Food grade hydrogen peroxide is stronger and hard to use. I use 3% from Dollarama for both in my tanks and for me as a gargle. 2 ml per gallon of 3% is the recommended safe level for most fish.


----------



## Darkblade48 (Jan 28, 2008)

Just as an addendum, hydrogen peroxide can be concentrated (please don't try it at home), and is often sold at (or around) 30% when purchasing from chemical suppliers.


----------



## default (May 28, 2011)

Darkblade48 said:


> Just as an addendum, hydrogen peroxide can be concentrated (please don't try it at home), and is often sold at (or around) 30% when purchasing from chemical suppliers.


Had that thought as well, but didn't feel like mixing anything - first time using H2O2 if tank so I figured getting a small 500ml bottle of the food grade stuff would be fine especially for my nano - cost about the same price as excel! Gets much cheaper when you reach bulk 3-4L jugs.
Was planning to use a tiny spray bottle to mist within the tank. But I might mix it with water prior to use to weaken it a bit anyways  - people are telling me it might not be too safe for the livestock.
Using it for just in case BBA control  tanks too small for a SAE, and I find amanos way to lazy nowadays, gonna add 8-10 anyways.


----------



## zfarsh (Apr 7, 2011)

Darkblade48 said:


> Just as an addendum, hydrogen peroxide can be concentrated (please don't try it at home), and is often sold at (or around) 30% when purchasing from chemical suppliers.

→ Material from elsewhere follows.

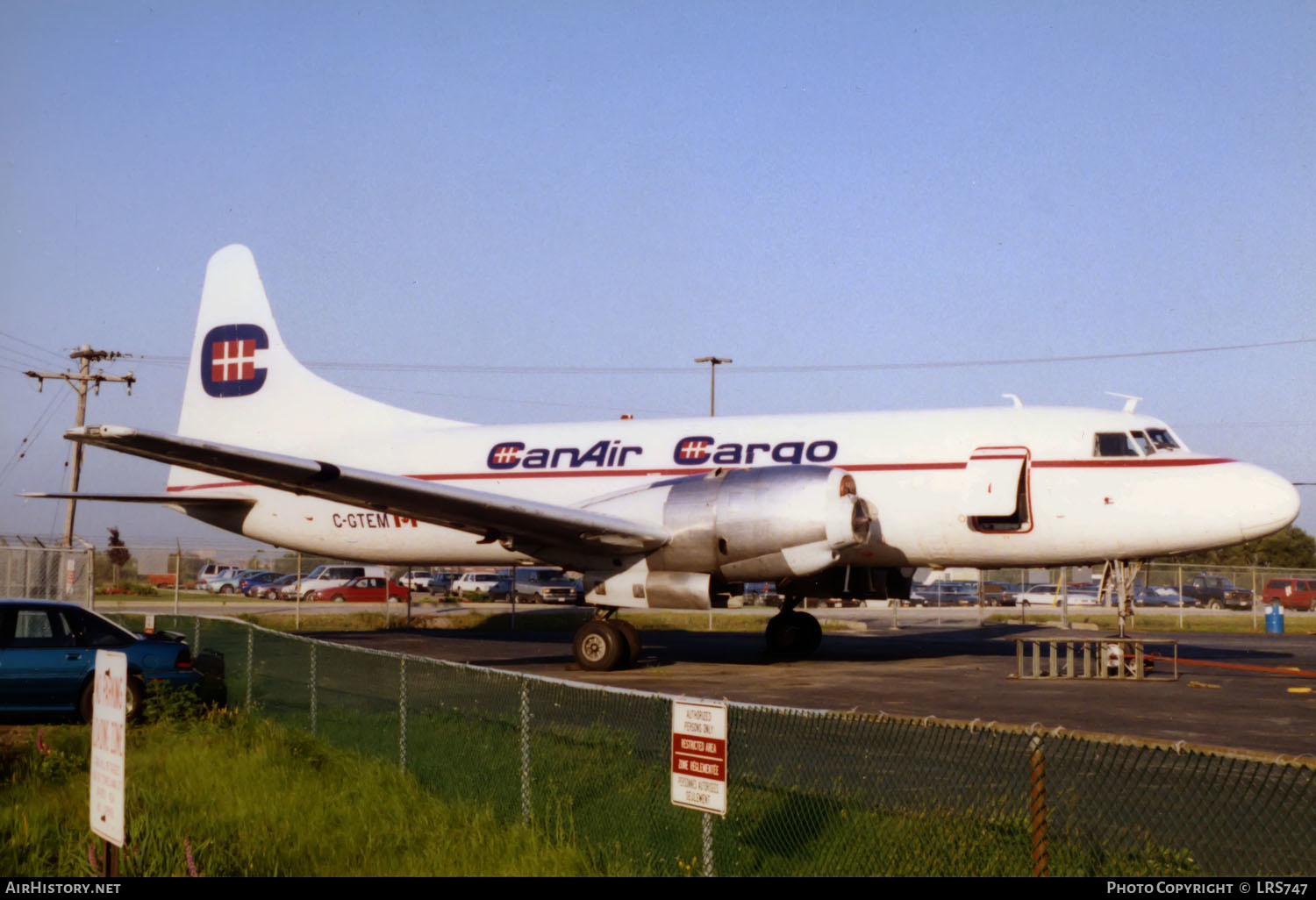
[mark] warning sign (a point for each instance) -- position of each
(108, 723)
(699, 755)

But it is preferable to use "Food Grade" Hydrogen Peroxide at 35%, and make sure to wear gloves, and make a solution of 3% from it in another container that is not transparent, and use that instead. For food or meds or however is ingested by the body, either it be animal or plant or even human, they recommend Food Grade type, and you can buy these in health stores.


----------



## BillD (Jun 5, 2006)

Food grade has no stabilizers (or shouldn't) so needs to be kept in the freezer. The 3% solution sold in drug stores and such has stabilizers to keep it from breaking down. It doesn't work the same way as the unstabilized. When I read up on this a number of years ago 12% food grade was used for injestion. It only took 3 to 4 drops per day to have immense health benefits according to proponents.


----------